City Council Race Gets Even More Hostile as Election Day Approaches

Cease-and-desist letters, internet sleuthing, risky flyers and maybe, just maybe…an olive branch.

MIC DROP: Commissioner Jo Ann Hardesty on election night in May. (Blake Benard)

The most deeply felt race of Portland’s election continues to get nastier as Election Day approaches.

City Commissioner Jo Ann Hardesty, the incumbent, and Rene Gonzalez, a lawyer and small businessman who’s running for political office for the first time ever, have been taking incessant jabs at each other for the past month.

As the deadline to drop off ballots approaches (it’s 8 pm Tuesday, Nov. 8), here are a few of the most recent spats.

1. Hardesty’s campaign unearthed a 2021 donation Gonzalez appeared to have made to the Republican PAC WinRed. Gonzalez took to Twitter to set the record straight: He had actually donated $50 to Nate Sandvig, who ran in Oregon’s 6th Congressional District this spring but lost in the Republican primary. But this clarification may have not been the clap-back Gonzalez wanted it to be. Among the top priorities Sandvig lists on campaign literature: “Secure the border,” “Stand up to the Woke Mob,” and “Listen to Parents.” He’s also pro-life.
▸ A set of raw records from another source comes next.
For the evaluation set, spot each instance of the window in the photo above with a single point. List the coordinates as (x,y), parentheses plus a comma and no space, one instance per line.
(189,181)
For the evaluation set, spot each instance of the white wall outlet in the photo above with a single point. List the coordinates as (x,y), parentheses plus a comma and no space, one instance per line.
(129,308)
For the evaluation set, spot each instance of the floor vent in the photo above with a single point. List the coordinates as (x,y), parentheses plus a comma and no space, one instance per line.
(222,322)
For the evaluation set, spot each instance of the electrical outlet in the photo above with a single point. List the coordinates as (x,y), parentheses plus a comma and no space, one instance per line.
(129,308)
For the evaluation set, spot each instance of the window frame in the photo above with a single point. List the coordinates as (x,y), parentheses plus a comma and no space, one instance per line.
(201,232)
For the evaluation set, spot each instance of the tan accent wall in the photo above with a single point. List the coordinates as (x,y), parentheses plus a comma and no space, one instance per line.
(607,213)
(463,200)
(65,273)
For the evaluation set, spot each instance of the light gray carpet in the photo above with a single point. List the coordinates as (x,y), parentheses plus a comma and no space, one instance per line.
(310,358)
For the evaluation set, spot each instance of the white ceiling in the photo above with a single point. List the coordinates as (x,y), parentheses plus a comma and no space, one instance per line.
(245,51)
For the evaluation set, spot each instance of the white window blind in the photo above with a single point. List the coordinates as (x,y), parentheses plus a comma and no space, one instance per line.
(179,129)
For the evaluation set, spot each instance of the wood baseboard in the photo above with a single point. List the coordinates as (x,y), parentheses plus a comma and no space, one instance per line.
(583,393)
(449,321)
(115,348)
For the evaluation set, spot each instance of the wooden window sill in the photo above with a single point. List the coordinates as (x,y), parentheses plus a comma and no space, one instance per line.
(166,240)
Gonzalez says the campaign overlooked the donations he’s made to Democratic candidates in statewide races. In mid-October, he gave $1,000 to the campaign of gubernatorial candidate Tina Kotek.

2. Gonzalez sent a cease-and-desist letter to the Hardesty campaign, alleging it made “demonstrably false” allegations in its campaign literature. Among them: that Gonzalez uses Republican consultants and that he engaged in illegal activity by accepting downtown office space for $250 per month, for which he was initially fined $77,000 by the city’s Small Donor Elections program. (Last week, an administrative law judge nixed the entire fine.)

And yet, a flyer sent out this week by the Hardesty campaign doubled down on many of those same points—though this time through visual insinuation rather than written allegation. That flyer shows an outline of Gonzalez’s profile and then fills in a number of names and phrases that the Hardesty campaign alleges he’s connected to: Marjorie Taylor Greene, Texas Right to Life, and the Oregon Republican Party. “Portland needs positive change, not a HARD RIGHT turn,” the flyer read.

3. The Hardesty campaign went to Twitter to claim that if Gonzalez is elected, Portland would “slide back into Oregon’s white supremacist and classist history.”

4. On Nov. 2, Hardesty offered what may have been an olive branch. After Gonzalez’s campaign attempted to draw a line between Hardesty’s rhetoric and the broken windows at the Gonzalez office last weekend, she said in a statement several days later that any protest should be nonviolent.

“It saddens me to hear that anyone feels unsafe in their home or their workplace,” Hardesty wrote. “I want to extend a clear message to Portlanders. We can make ourselves heard and create real change peacefully. I have seen us do it in the past. Please use our cherished rights to free speech and the power of your vote to support or oppose the candidates and issues you care about. We are one community, and when one of us is threatened or attacked, we all suffer.”

5. The incident’s connection to the race is tenuous, but it’s still pretty funny. On Thursday, the Portland City Council voted on five resolutions proposed by Mayor Ted Wheeler to combat homelessness. Hardesty proposed a number of amendments to the resolutions. When it came time for the council to discuss her amendments, City Commissioner Mingus Mapps—whose frosty relationship with Hardesty is no secret—peppered her with numerous questions.

At one point, while discussing one her amendments, Mapps said he doesn’t make “aspirational policy.” At this, Hardesty looked briefly around in disbelief and then remarked, “What an asshole.” The microphone happened to be close to her face—and on.